Drum tracks for electronic dance music are a central and style-defining element. But creating them can be a cumbersome task because of a lack of appropriate tools and input devices. The authors created a tool that supports musicians in an intuitive way for creating variations of drum patterns or finding inspiration for new patterns. Starting with a basic seed pattern provided by the user, a list of variations with varying degrees of similarity to the seed is generated. The variations are created using one of the three algorithms: a similarity-based lookup method using a rhythm pattern database, a generative approach based on a stochastic neural network, and a genetic algorithm using similarity measures as target function. Expert users in electronic music production evaluated aspects of the prototype and algorithms. In addition, a web-based survey was performed to assess perceptual properties of the variations in comparison to baseline patterns created by a human expert.
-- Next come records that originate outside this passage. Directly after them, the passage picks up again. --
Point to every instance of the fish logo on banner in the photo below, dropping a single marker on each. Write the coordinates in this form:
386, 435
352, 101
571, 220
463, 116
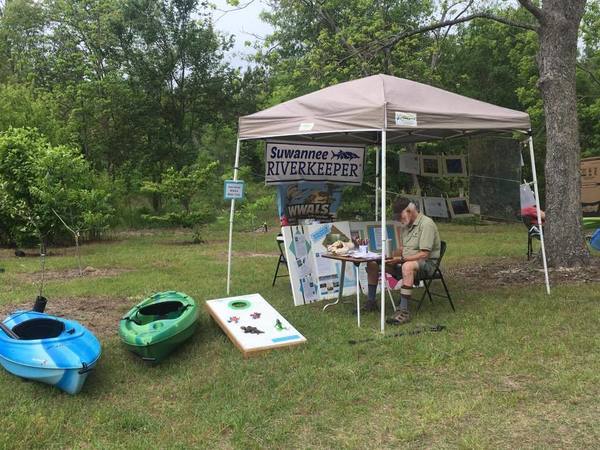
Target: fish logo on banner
334, 163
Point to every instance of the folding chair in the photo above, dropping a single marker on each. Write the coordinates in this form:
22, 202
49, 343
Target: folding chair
281, 259
436, 275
The study shows that the algorithms produce musical and interesting variations and that the different algorithms have their strengths in different areas.
Vogl, Richard; Leimeister, Matthias; Nuanáin, Carthach Ó; Jordà, Sergi; Hlatky, Michael; Knees, Peter
Affiliations: Department of Computational Perception, Johannes Kepler University Linz, Austria; Native Instruments GmbH, Berlin, Germany; Music Technology Group, Universitat Pompeu Fabra, Barcelona, Spain(See document for exact affiliation information.)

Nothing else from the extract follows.